Ce genre d'images suscite des craintes en Turquie sur de possibles affrontements et actes de violence si Erdogan venait à perdre les élections. En échange du soutien de ces partis radicaux, le président turc a déjà fait savoir qu'il s'attaquerait à la communauté LGBTQIA en Turquie.

Erdogan pourrait être aidé par un ancien opposant

Sur le papier, les alliances d'Erdogan avec les radicaux n'augmentent que très légèrement ses chances de gagner les élections. Mais comme de nombreux instituts de sondage en Turquie sont biaisés, il est difficile d'obtenir des résultats intermédiaires solides. Toutefois, seuls quelques sondages donnent actuellement l'avantage à l'actuel président.
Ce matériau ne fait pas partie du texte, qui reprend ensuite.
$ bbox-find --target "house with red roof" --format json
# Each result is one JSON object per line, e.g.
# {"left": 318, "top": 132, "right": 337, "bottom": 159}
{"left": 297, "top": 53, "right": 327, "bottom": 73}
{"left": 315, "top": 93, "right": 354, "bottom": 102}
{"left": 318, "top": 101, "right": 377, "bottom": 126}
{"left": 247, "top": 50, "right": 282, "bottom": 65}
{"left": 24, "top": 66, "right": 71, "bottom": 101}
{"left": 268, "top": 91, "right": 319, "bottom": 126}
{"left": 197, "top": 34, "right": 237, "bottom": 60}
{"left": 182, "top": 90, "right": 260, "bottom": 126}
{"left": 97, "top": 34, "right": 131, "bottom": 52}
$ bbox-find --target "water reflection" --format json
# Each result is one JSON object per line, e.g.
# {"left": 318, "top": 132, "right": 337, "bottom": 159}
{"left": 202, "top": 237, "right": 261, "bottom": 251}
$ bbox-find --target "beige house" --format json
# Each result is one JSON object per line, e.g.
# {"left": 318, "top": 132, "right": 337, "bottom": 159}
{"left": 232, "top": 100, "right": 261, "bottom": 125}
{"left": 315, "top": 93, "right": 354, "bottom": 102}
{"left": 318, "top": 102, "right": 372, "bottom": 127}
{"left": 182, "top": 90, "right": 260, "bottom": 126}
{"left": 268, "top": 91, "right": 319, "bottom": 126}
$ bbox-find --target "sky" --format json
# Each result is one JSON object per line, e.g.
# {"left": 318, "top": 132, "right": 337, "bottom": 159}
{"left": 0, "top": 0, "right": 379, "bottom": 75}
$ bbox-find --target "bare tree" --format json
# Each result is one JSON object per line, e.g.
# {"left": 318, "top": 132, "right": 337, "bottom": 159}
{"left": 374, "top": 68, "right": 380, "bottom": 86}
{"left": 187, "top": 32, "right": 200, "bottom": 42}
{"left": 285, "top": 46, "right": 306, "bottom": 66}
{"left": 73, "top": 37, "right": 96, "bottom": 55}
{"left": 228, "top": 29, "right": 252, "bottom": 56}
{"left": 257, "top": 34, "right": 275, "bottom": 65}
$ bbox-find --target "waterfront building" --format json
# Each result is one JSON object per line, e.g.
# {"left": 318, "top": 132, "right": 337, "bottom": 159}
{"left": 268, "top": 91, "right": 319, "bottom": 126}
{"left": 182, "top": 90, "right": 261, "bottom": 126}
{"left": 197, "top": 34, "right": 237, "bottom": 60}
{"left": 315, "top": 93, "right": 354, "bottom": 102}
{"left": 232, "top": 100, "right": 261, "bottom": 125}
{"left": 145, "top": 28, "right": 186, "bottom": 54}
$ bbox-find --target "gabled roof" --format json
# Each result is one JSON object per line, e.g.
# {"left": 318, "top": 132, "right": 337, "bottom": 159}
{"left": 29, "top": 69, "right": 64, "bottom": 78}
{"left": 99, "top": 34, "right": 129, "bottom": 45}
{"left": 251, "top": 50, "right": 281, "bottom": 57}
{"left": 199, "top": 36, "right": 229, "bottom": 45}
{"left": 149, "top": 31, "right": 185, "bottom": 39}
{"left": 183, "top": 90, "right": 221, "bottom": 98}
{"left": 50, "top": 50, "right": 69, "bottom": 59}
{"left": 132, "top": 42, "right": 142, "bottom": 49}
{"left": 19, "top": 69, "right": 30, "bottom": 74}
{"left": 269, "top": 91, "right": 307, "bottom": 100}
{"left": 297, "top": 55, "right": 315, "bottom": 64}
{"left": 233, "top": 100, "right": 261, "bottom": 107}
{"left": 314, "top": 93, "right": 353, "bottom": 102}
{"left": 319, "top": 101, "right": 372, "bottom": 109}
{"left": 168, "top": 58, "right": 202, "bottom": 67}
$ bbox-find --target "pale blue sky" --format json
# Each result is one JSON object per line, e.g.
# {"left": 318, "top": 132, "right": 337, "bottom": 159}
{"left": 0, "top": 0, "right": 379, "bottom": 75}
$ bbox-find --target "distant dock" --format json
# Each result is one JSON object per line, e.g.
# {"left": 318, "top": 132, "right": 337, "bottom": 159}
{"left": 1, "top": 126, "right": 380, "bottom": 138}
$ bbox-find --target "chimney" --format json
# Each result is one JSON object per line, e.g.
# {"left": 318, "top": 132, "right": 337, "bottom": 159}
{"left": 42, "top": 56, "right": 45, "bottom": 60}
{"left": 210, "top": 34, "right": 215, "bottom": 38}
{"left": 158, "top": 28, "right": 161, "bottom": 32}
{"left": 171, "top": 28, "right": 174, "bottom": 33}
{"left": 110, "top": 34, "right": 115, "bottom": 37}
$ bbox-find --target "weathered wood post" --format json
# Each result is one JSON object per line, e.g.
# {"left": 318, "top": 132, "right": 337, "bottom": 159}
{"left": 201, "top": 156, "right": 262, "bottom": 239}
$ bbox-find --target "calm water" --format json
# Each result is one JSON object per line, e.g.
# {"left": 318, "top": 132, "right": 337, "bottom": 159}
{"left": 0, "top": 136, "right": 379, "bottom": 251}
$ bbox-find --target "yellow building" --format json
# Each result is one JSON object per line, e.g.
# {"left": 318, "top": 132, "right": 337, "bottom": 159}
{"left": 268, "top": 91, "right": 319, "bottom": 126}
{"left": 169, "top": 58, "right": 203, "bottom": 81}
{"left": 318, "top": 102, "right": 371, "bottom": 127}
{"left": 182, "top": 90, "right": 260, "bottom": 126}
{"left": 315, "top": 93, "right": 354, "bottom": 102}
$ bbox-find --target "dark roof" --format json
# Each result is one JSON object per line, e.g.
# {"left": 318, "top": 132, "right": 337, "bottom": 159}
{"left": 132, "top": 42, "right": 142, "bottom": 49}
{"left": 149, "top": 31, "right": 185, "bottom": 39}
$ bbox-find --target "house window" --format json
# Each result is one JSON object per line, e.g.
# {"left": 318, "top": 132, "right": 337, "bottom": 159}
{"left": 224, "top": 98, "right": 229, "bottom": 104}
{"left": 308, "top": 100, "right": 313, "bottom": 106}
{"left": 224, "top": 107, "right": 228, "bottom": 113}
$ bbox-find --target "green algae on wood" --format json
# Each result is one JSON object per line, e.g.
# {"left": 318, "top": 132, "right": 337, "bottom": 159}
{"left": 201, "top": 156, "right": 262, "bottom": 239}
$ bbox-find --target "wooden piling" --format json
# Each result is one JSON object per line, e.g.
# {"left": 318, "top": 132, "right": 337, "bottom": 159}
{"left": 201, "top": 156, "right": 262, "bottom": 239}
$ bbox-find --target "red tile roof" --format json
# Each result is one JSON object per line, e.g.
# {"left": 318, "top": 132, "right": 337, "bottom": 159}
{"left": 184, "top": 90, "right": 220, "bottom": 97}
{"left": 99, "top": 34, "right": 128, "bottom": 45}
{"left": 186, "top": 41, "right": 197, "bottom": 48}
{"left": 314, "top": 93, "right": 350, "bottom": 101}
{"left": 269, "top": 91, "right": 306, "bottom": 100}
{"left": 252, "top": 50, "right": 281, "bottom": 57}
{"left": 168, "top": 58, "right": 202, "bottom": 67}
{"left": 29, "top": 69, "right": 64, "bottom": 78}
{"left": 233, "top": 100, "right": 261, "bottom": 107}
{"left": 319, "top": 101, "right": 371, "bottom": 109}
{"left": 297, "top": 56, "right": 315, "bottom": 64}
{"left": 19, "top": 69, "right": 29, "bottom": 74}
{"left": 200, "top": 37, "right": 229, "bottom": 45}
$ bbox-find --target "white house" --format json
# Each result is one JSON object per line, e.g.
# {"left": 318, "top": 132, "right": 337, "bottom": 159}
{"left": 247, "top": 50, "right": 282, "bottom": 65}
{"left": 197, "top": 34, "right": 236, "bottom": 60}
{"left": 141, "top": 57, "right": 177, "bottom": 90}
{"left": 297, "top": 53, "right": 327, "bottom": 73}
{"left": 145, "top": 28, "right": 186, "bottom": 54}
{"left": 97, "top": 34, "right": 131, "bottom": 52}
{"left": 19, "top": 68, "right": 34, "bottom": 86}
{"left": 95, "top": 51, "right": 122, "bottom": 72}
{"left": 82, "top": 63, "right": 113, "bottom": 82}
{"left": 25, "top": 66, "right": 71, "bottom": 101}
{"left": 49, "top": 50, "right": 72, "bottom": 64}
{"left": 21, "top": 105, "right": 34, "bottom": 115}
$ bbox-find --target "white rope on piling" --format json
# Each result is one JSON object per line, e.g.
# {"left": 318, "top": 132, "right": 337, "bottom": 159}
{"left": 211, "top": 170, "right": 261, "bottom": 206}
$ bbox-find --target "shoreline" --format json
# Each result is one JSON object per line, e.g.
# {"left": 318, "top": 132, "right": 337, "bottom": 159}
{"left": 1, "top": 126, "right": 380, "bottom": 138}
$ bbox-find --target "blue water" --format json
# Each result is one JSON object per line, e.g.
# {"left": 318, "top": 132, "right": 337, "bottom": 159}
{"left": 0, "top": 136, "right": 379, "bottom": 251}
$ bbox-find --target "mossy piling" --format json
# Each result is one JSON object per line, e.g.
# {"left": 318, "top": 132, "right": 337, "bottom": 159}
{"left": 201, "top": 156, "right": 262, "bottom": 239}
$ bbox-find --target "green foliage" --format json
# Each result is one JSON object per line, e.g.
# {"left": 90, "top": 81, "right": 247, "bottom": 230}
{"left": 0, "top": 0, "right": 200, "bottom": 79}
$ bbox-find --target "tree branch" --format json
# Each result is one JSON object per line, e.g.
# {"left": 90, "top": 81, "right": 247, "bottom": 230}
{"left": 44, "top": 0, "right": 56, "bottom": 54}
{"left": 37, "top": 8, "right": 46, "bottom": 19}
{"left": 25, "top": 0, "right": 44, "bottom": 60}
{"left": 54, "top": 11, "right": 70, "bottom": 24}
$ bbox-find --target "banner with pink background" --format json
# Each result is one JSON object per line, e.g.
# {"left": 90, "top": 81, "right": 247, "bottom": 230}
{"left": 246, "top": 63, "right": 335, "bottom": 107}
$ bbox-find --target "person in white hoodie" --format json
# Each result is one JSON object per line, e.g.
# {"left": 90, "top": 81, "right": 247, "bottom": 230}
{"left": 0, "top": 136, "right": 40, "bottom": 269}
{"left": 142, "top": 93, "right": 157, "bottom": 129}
Kilicdaroglu est crédité de 46 à 57% des intentions de vote, tandis qu'Erdogan se situe entre 40 et 53%.

Depuis début mars, seuls quatre sondages comparant directement les deux candidats donnent Erdogan en tête, contre douze pour Kilicdaroglu. Les chances d'un changement de pouvoir pour le CHP restent donc bonnes.

Cependant, Erdogan pourrait finalement profiter de la candidature d'un ancien rival, l'ancien candidat de la CHP, Muharrem İnce, qui se présente avec son parti Memleket.

En 2021, il a quitté la CHP, le parti de Kilicdaroglu, avec amertume après avoir perdu la candidature à la présidence du parti. Tout comme la CHP, Memleket a un programme social-démocrate, et se situe actuellement à 8% dans les sondages.

L'ancien député CHP risque d'empêcher Kilicdaroglu d'obtenir 50% au premier tour. En cas de deuxième tour, il sera crucial de savoir dans quel camp les partisans de Muharrem İnce se rallieront. Va-t-il soutenir Erdogan qu'il déteste ou inciter à voter pour le CHP contre lequel il fait campagne. Une chose est sûre, les élections seront passionnantes.